This case study involves a 5-year-old child born in London who received follow-up treatment in child psychiatry in Spain for 2 years due to delay in language development and disorders of conduct. The patient had previously received medical care in London. From a very young age the patient had a history of repeated otitis, which was treated symptomatically. During his stay in London, the child was examined by many paediatricians, paediatric neurologists and psychiatrists, who diagnosed the child as having autism spectrum disorder because of the presence of a qualitative change in social interaction, a qualitative alteration in communication, restricted and stereotyped behaviour patterns and activities, delay in the language used for social communication and lack of imaginative play.
After 2 years of living in Spain with his mother, he was placed in a public school in Madrid for the first time at 3 years of age. The teachers observed significant delays in language development, some of which were the result of having spent his first 3 years living between two countries with different languages. Professionals from the school suspected hearing loss due to difficulties in social interaction. The school psychologist reported an inability to establish appropriate relationships with peers, lack of empathy, lack of interaction in games with other children, stereotyped use of language with an inability to initiate or maintain a conversation, and presence of stereotyped and repetitive motor mannerisms. The school also reported low tolerance to frustration and frequent episodes of self-aggressive behaviour, such as biting his arm and hitting his head.
The psychologist referred the child to the San Carlos Clinical Hospital. During initial interviews with the patient and his mother in the children’s psychiatry unit, the behaviours noted above were observed and recorded. His mother stated that during episodes of otitis, there was an exacerbation of ritualised behaviours and episodes of self-aggressive behaviours. We decided to refer the case to otolaryngology services to assess the possibility of surgery, given the existence of frequent repetitive otitis and otalgia refractory to symptomatic treatment.

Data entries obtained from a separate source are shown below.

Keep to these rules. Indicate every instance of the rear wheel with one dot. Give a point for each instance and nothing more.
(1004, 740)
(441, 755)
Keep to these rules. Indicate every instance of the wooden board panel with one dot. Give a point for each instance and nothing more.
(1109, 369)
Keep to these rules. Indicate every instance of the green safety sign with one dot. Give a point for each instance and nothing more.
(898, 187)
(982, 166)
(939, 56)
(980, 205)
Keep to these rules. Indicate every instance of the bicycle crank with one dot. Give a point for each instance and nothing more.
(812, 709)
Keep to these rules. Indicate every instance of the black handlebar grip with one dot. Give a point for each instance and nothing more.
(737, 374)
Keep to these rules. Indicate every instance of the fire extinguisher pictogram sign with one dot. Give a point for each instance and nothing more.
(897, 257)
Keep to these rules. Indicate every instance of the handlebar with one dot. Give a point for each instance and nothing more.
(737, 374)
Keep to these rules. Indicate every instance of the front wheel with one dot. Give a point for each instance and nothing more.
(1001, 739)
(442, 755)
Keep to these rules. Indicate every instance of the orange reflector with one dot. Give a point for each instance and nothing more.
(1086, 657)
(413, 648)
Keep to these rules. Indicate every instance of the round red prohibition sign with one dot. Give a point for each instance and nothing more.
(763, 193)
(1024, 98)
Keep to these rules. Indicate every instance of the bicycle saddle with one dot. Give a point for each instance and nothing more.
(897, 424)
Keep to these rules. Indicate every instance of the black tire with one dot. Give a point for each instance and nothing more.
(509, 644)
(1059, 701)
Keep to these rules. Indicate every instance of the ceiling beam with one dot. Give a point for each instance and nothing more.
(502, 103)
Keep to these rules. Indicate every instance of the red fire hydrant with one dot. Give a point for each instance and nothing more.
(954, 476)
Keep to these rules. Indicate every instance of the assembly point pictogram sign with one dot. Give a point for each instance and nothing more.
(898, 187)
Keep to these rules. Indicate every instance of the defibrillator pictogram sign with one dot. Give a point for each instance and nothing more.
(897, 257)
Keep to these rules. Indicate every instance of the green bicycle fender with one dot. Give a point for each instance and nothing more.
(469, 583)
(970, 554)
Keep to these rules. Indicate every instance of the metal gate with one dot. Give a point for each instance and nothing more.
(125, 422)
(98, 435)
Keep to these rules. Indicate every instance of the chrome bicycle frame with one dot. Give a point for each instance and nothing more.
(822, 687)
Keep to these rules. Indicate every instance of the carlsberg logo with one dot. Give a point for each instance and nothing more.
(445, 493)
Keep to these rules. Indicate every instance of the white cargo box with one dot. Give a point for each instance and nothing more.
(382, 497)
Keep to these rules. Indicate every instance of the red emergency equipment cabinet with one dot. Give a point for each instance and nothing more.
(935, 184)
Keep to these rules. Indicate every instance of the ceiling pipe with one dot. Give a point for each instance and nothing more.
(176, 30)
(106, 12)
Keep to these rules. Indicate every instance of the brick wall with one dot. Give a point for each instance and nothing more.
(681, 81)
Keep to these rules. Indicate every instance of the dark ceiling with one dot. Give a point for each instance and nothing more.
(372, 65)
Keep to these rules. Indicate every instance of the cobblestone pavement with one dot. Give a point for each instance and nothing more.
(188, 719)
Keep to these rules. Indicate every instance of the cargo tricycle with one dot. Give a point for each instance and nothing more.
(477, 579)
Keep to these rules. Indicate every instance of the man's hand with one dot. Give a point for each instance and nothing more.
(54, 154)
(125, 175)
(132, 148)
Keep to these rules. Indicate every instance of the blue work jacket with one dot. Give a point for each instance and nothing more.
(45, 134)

During surgery for otitis, the otolaryngologist observed and removed an adenoidea hypertrophy. Approximately 1 month after the surgery, we made a psychopathological examination, reporting that the child was conscious, oriented and affable, as well as well groomed. Although he did not maintain eye contact, he was reactive to stimuli, responding when spoken to and did not show evidence of stereotypies or mannerisms. The child showed some tension when speaking, responding with short phrases when asked, and seemed slightly suspicious. There was no evidence of psychosis or somatic alterations in circadian disorders or loss of appetite or weight. The child played spontaneously during the interview, and was affectionate and loving with his mother as well as the therapists at the end of the interview.
The school and the family both reported significant improvement in the patient post surgery. A 6-month follow-up revealed a lasting qualitative increase in social interaction, and while the child’s tendency is to play alone, he is becoming increasingly sociable with other children from school. There is an improvement in his language shown by the disappearance of echolalia, improved literacy, virtual absence of stereotypies and mannerisms, and reduced episodes of self-aggressive behaviour. The child still displays a low tolerance for frustration and poor maintenance of eye contact, but gives the impression of being more connected with his environment.